FULL PRODUCT VERSION :
1.7.0_65
ADDITIONAL OS VERSION INFORMATION :
Microsoft Windows [Version 6.1.7601]
A DESCRIPTION OF THE PROBLEM :
I have narrowed down a problem where our application produced XML which it could not parse back. The XML contained "character references", but the reference had an invalid value (there are valid ranges fro them in XML). It turned out that these character references are generated specifically for characters outside the BMP, i.e. are encoded using a surrogate pair.

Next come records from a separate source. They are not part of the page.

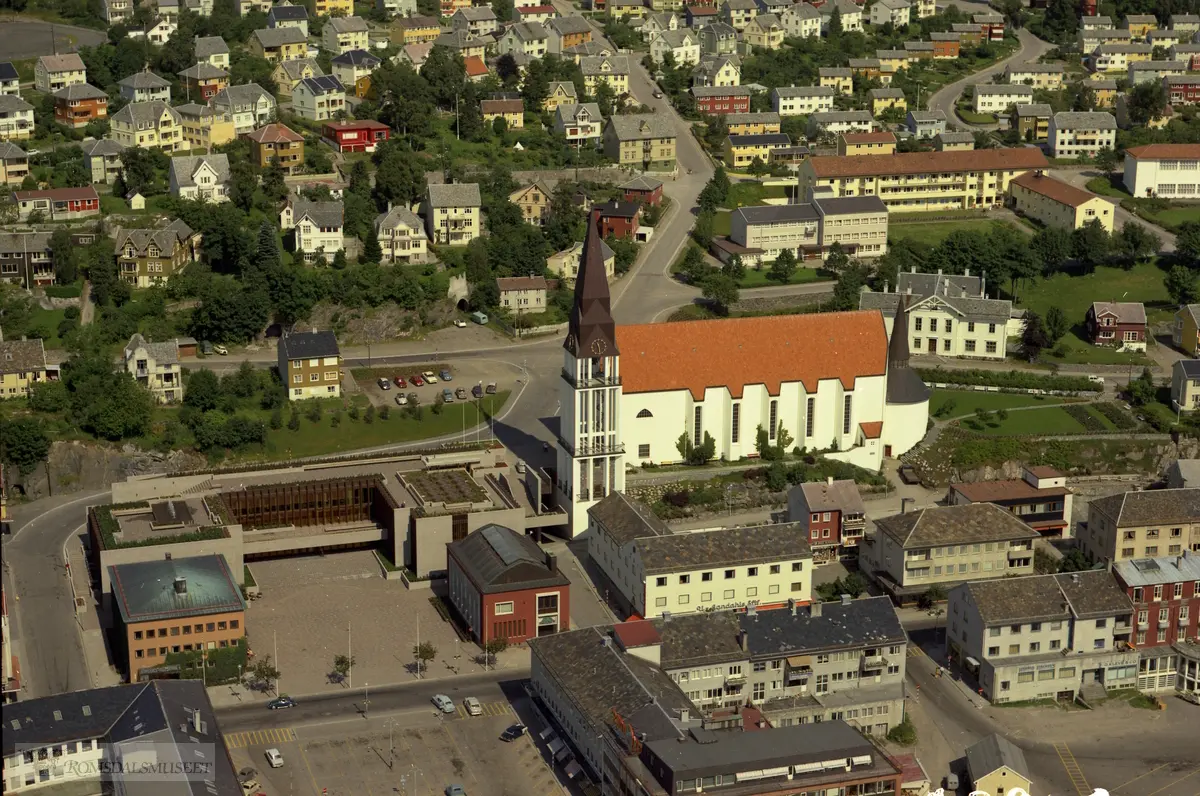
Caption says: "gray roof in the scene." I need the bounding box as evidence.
[108,553,246,624]
[446,523,570,594]
[875,504,1041,547]
[196,36,229,58]
[280,331,341,360]
[967,732,1030,784]
[608,113,676,140]
[1088,487,1200,528]
[428,182,482,208]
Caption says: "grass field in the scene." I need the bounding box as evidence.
[929,390,1080,419]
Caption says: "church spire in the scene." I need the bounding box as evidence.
[564,210,618,357]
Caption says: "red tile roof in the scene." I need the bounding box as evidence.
[1012,172,1099,208]
[617,310,888,401]
[809,146,1050,179]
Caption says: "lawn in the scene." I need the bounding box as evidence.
[929,390,1066,419]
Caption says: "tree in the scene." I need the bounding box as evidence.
[1043,304,1070,346]
[1021,310,1050,363]
[413,641,438,677]
[0,417,50,473]
[1163,265,1200,305]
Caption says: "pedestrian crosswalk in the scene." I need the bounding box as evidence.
[458,702,515,719]
[224,726,296,749]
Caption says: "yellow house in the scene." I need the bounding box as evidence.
[1008,170,1114,232]
[0,339,46,399]
[175,102,238,149]
[108,100,186,152]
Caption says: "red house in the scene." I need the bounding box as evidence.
[787,478,866,565]
[620,176,662,207]
[446,525,571,646]
[691,85,750,116]
[1087,301,1146,351]
[592,202,642,240]
[320,119,391,152]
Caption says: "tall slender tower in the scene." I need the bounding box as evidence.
[556,213,625,537]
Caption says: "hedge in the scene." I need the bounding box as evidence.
[916,367,1103,393]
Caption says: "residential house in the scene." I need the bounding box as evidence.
[1008,172,1115,233]
[116,70,170,103]
[175,102,238,150]
[0,337,48,399]
[0,94,35,140]
[169,154,229,203]
[770,85,838,116]
[787,475,866,567]
[858,267,1013,361]
[246,124,304,174]
[1085,301,1146,351]
[1171,359,1200,412]
[1079,487,1200,563]
[320,17,371,55]
[209,83,275,136]
[604,113,676,172]
[125,333,184,403]
[12,185,100,222]
[554,102,604,146]
[374,207,428,265]
[947,570,1138,704]
[859,503,1038,605]
[110,219,200,287]
[247,26,308,62]
[34,53,88,94]
[425,182,482,246]
[278,329,342,401]
[179,61,229,102]
[280,194,344,263]
[946,465,1075,539]
[194,36,229,71]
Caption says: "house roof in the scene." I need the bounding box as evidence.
[875,503,1038,547]
[617,312,887,400]
[280,330,341,360]
[809,147,1049,179]
[967,732,1030,782]
[446,523,570,594]
[1013,172,1099,208]
[108,553,246,624]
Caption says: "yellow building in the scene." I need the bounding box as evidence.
[799,148,1049,213]
[0,337,46,399]
[175,102,238,149]
[1008,172,1114,232]
[838,132,896,157]
[108,100,186,152]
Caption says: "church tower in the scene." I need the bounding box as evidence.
[556,213,625,537]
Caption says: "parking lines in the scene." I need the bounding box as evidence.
[1054,743,1092,796]
[224,726,296,749]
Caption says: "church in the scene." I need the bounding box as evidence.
[554,216,929,537]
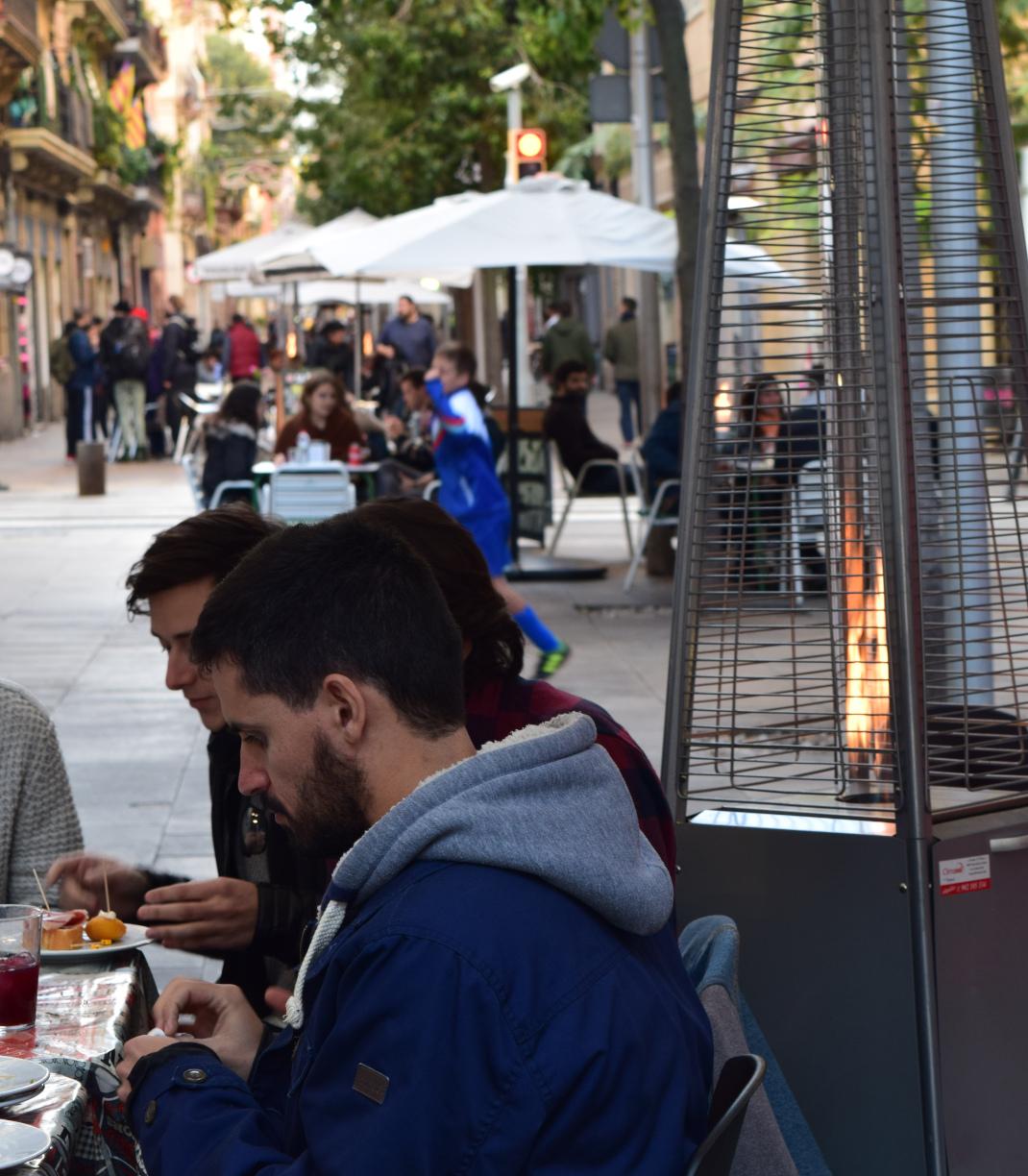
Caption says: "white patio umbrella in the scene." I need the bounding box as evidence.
[196,221,310,282]
[254,175,677,279]
[225,278,453,306]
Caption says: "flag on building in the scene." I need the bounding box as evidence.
[125,94,146,151]
[107,61,135,115]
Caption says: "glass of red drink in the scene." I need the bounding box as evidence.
[0,904,42,1034]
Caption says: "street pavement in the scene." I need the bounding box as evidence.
[0,394,672,984]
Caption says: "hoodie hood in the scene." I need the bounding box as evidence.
[287,714,673,1028]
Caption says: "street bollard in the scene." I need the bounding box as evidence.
[75,441,107,498]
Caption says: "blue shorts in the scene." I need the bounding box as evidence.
[458,511,510,576]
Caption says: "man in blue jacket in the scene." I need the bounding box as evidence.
[119,513,712,1176]
[425,343,571,677]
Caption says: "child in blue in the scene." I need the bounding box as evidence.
[425,343,571,677]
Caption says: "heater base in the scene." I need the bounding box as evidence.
[677,798,1028,1176]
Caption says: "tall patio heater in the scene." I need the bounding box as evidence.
[665,0,1028,1176]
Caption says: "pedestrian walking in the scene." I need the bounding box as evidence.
[603,298,642,443]
[161,294,200,443]
[100,299,151,460]
[64,309,100,460]
[425,343,571,677]
[221,314,261,382]
[542,303,597,383]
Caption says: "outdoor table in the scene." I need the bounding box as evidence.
[0,951,157,1176]
[251,461,381,500]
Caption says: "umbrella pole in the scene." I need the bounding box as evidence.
[353,278,365,400]
[507,266,521,569]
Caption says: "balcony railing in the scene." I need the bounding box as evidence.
[0,0,37,37]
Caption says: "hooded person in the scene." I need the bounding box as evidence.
[119,513,712,1176]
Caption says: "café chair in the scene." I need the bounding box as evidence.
[678,915,832,1176]
[686,1054,767,1176]
[266,461,356,524]
[547,451,640,556]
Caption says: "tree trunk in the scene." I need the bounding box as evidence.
[651,0,699,390]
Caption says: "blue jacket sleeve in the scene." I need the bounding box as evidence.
[132,934,545,1176]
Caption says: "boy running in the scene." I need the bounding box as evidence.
[425,343,571,677]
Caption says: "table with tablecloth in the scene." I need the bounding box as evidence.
[0,951,157,1176]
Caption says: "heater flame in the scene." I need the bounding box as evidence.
[845,541,891,788]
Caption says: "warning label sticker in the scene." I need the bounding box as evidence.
[939,854,992,894]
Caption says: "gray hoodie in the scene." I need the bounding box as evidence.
[285,714,673,1029]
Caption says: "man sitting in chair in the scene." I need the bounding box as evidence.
[542,360,631,494]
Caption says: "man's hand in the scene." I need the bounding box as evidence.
[138,878,257,951]
[42,854,147,923]
[115,1038,175,1102]
[117,976,264,1101]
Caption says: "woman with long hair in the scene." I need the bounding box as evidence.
[275,372,363,461]
[203,381,261,505]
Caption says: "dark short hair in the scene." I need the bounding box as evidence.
[357,499,525,694]
[552,360,589,383]
[192,511,463,737]
[435,343,478,380]
[125,502,282,616]
[217,380,261,432]
[400,368,425,388]
[300,368,346,411]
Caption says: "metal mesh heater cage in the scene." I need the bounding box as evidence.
[666,0,1028,818]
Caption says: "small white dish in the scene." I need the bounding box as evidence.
[0,1056,49,1102]
[0,1119,49,1170]
[40,923,154,963]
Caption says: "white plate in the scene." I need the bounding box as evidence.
[0,1078,46,1110]
[0,1056,49,1102]
[41,923,154,962]
[0,1119,49,1169]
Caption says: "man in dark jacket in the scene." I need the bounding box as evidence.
[161,294,199,445]
[542,360,631,494]
[603,298,642,441]
[307,319,353,388]
[47,505,329,1013]
[64,310,100,458]
[100,299,151,458]
[221,314,261,382]
[111,513,712,1176]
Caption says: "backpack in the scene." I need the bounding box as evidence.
[113,320,149,380]
[49,335,75,383]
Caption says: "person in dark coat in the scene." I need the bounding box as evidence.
[64,310,100,458]
[46,503,330,1011]
[542,360,631,494]
[307,319,353,388]
[111,515,713,1176]
[203,381,261,507]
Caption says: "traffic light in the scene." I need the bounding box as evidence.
[510,127,546,180]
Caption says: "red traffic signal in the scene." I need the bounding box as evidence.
[510,127,546,180]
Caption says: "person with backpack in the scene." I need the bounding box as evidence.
[161,294,200,443]
[100,300,151,461]
[64,310,100,461]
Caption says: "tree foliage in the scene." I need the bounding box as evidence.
[268,0,604,221]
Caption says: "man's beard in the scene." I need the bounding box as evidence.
[280,731,371,857]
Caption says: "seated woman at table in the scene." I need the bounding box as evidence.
[0,678,81,914]
[203,381,261,507]
[275,372,363,461]
[358,498,675,877]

Further investigation revealed that this happens only when constructing the XMLStreamWriter with an OutputStreamWriter. The surrogates are encoded as valid UTF-8 multibytes sequences when usign a plain OutputStream. The error can however not be in the OutputStreamWriter, since the character references are specific to XML files of which the OutputStreamWriter knows nothing.
STEPS TO FOLLOW TO REPRODUCE THE PROBLEM :
I am attaching a test program which clearly demonstrates the problem.
REPRODUCIBILITY :
This bug can be reproduced always.
---------- BEGIN SOURCE ----------
package com.dramaqueen.exporters;
import static org.junit.Assert.*;
import java.io.ByteArrayInputStream;
import java.io.InputStream;
import java.io.OutputStreamWriter;
import java.io.UnsupportedEncodingException;
import javax.xml.stream.XMLInputFactory;
import javax.xml.stream.XMLOutputFactory;
import javax.xml.stream.XMLStreamException;
import javax.xml.stream.XMLStreamReader;
import javax.xml.stream.XMLStreamWriter;
import org.junit.Test;
import com.sun.xml.internal.messaging.saaj.util.ByteOutputStream;
@SuppressWarnings("nls")
public class StreamVersusWriterTest {
@Test
public void streamVersusWriter() {
String charset = "UTF-8";
ByteOutputStream streamA = new ByteOutputStream();
ByteOutputStream streamB = new ByteOutputStream();
XMLOutputFactory factory = XMLOutputFactory.newInstance();
try {
XMLStreamWriter writerA = factory.createXMLStreamWriter(streamA,
charset);
generateXML(writerA, charset);
OutputStreamWriter streamWriter = new OutputStreamWriter(streamB,
charset);
XMLStreamWriter writerB = factory.createXMLStreamWriter(
streamWriter);
generateXML(writerB, charset);
String outputA = streamA.toString();
String outputB = streamB.toString();
System.out.println("output using OutputStream : " + outputA);
System.out.println("output using OutputStreamWriter: " + outputB);
// assertEquals(outputA, outputB);
readXML(outputA.getBytes(charset), charset);
readXML(outputB.getBytes(charset), charset);
} catch (XMLStreamException e) {
e.printStackTrace();
// assertTrue(false);
} catch (UnsupportedEncodingException e) {
e.printStackTrace();
// assertTrue(false);
}
}
private void generateXML(XMLStreamWriter writer, String charset)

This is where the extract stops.